Tuesday, February 14, 2012

What Can You Say?

"Northern Lights"
I enjoy tying flies and if you are a frequent visitor to my blog, you already have a good idea of what my favorite kind of fly is to tie (sakasa kebari...in case your not a frequent visitor).  But the fact is there are so many other patterns of flies that have interesting histories or present certain tying challenges or are just beautiful to look at.  Among one type of flies I have become enamored with are the streamers, specifically those in the Rangeley style created by Carrie Stevens.  There are some notable tiers out there still tying these "heritage" patterns but for the most part it seems there are far too few individuals creating new patterns in this classical style.  Fortunately, for those who enjoy fishing or tying these streamers, I know of a fellow blogger who's creativity when it comes to these flies is worth a second, third and fourth look. 

Alan, of "Small Stream Reflections" , ties some of the most creative and beautiful streamers out there.  The streamers pictured above are two of the latest that I have managed to acquire through a "mini-swap" with Alan.  I sent him several of my own flies, mainly sakasa kebari, in exchange...but I dare say I made out better in this deal.  This is the second time I have swapped with Alan and want him to know that I appreciate it.  His blog is outstanding and in it you can find these patterns as well as many other classic streamers.

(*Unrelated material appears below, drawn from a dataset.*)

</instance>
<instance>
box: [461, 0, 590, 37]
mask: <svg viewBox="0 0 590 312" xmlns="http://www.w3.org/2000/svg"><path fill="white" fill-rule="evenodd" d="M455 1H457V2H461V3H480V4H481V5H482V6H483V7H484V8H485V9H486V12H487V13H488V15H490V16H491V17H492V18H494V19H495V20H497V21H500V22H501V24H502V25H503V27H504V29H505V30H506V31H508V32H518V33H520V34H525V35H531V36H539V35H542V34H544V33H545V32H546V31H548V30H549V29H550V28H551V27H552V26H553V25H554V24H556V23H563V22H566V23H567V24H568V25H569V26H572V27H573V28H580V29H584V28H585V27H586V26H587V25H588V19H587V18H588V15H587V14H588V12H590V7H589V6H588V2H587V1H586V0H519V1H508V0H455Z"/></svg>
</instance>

From left to right..."South Bog, Shenandoah, Northern Lights, and Poudre Canyon Special"


  1. Very nice. Like art...or candy. I'm not sure which.

  2. Moveitfred...To me, they are art. To a trout, I would guess, they look like candy.

  3. Alan is a killer tier, no doubt. I have been following him on the blog or on forums (i.e. NEEF) for long time. I wish I could fish some of those little cricks he calls home.

  4. Karel...I personally think he should do some sort of coffee table book with the flies he ties. There is not a single one I don't like or want to try. I grew up an hour north of NYC and there were a lot of streams but from what Alan posts on his blog CT must be loaded with small brookie streams. I really need to try my hand at CT...it's so close.

  5. I agree that those streamers are some of the finest artwork I have seen. I can't help but picture a Brookie just stopping and admiring the art in it and drifting back to tell the others :) His blog is one of my favorites, as is yours. His flies are inspiring to a young fly fisherman like me :) Tight Lines.

  6. Trout MaGee...Alan does for streamers what you do for photography in your posts. I'm glad that you, Alan and many of the other talented bloggers out there share your talents with the rest of us.